Key Statistics: Build vs Buy
70%
of internal AI projects never reach production (Gartner, 2024)
€300K-€500K
average annual cost of an in-house AI team in Western Europe
3-6x
faster time-to-production with an experienced implementation partner
85%
of mid-market companies see better ROI starting with a partner before building in-house
9-12 months
average time for a new internal AI team to deliver its first production system
8-16 weeks
typical partner implementation timeline from audit to production
When to Build In-House
If you're building an AI-first product company, you need in-house expertise. Your competitive advantage depends on it.
Building a competent AI team takes time. Recruiting, onboarding, and the first failed experiments are part of the process.
If your AI needs to evolve daily based on user feedback, an internal team provides the tightest feedback loop.
When to Partner
You're not building an AI product—you're using AI to make your operations faster, cheaper, or more accurate.
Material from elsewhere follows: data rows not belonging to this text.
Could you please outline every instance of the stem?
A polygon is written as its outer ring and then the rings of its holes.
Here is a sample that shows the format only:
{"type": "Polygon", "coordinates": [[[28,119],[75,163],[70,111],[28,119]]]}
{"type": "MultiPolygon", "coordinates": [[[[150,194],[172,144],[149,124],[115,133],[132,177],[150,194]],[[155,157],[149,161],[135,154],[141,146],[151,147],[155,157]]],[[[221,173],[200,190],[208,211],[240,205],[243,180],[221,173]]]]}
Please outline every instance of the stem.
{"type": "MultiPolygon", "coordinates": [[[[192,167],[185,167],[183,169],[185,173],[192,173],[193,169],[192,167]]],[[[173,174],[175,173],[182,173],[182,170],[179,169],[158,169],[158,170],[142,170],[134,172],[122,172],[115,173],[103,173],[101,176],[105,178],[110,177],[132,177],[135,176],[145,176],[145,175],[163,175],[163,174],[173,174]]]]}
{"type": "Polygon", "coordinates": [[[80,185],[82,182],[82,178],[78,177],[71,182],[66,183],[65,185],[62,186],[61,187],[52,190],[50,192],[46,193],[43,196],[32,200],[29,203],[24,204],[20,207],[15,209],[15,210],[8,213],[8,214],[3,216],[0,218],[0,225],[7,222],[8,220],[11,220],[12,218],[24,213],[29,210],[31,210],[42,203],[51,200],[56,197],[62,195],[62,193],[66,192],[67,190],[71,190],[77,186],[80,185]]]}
A partner with experience can deploy production AI in 8-16 weeks. An internal team needs 6-12 months just to get started.
Partners have done this before. They know the failure modes, the shortcuts that don't work, and the patterns that do.
An AI audit identifies the highest-ROI opportunities before you commit resources. Build confidence before building systems.
The Hybrid Approach
Many of our clients start with a partner engagement and eventually build internal capabilities. This is often the smartest path:
- • Partner implements first AI systems, proving value
- • Your team learns by working alongside the implementation
- • Knowledge transfer builds internal capability
- • Retainer support as you transition to self-sufficiency
The Bottom Line
Building in-house makes sense when AI is your core business. For everyone else, partnering gets you to production faster, at lower cost, with less risk. And you can always build internal capabilities later, informed by real production experience.